Le narrateur, Thomas Schoeller, un artiste en art visuel, est contacté par Abbas, attaché culturel à Paris de l'ambassade d'Anwar, un état pétrolier du Moyen-Orient. Fils de Nabil Sidi Saïd, Guide Suprême de la révolution islamique d'Anwar, Abbas a une véritable passion pour l'art contemporain mais aussi pour les poupées dont il a constitué une impressionnante collection.
Il a acheté une œuvre de Thomas Schoeller, Que la lumière soit ! : « derrière un grand rideau noir (qu'il faut tirer) deux écrans avec vingt petites fenêtres qui montrent en tout quarante bouches de femmes d'aspects, de culture, d'âges différents ; certaines ont les lèvres tatouées, certaines ont les lèvres redessinées au collagène, un petit nombre des lèvres fines, mais pour la plupart maquillées et pulpeuses, toutes ces bouches filmées verticalement récitent : Que la lumière soit ! »
Des bouches verticales, hommage à L'origine du monde de Gustave Courbet, pour une œuvre qui ne serait pas vraiment en odeur de sainteté dans une république islamique et qui rejoindra les poupées accumulées par Abbas dans des locaux secrets et ultra-sécurisés de l'ambassade parisienne.

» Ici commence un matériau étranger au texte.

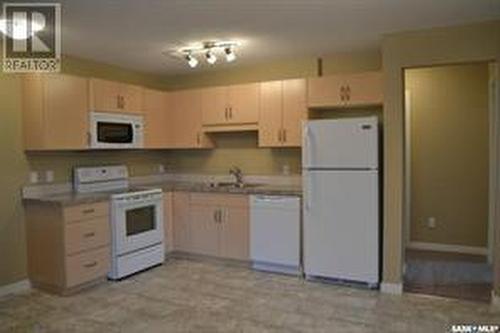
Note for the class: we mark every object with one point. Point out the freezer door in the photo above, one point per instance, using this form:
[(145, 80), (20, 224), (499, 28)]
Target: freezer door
[(341, 143), (341, 225)]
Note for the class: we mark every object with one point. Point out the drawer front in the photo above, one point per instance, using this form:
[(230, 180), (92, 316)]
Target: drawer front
[(86, 235), (218, 199), (87, 266), (86, 211)]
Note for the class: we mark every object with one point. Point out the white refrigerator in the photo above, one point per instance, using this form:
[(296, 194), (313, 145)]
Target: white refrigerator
[(341, 199)]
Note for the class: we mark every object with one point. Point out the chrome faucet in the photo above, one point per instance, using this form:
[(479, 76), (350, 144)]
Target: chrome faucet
[(238, 175)]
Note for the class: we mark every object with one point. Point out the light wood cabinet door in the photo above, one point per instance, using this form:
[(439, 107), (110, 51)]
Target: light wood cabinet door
[(131, 98), (294, 111), (364, 89), (156, 119), (243, 103), (65, 112), (271, 114), (204, 231), (186, 121), (235, 232), (214, 106), (180, 213), (105, 95), (325, 91)]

Au fil des chapitres, nous découvrons les motivations de Thomas dans la conception de ses œuvres, comme la place des femmes dans le printemps arabe. « J'avais le désir d'évoquer ces manifestations, ces insurrections, je souhaitais traiter dans mon installation non pas de la fin des despotes, Kadhafi, Moubarak, Ben Ali, mais du commencement du despotisme… c'est-à-dire de l'effacement progressif des femmes dans ces révolutions : de la Tunisie de "Dégage Ben Ali" à l'Égypte des viols de la place Tahrir. Du printemps arabe à l'hiver islamiste. […] Dans la masse de documentation que j'avais amassée, une chose était acquise : les femmes seraient les perdantes de ces révolutions arabes. »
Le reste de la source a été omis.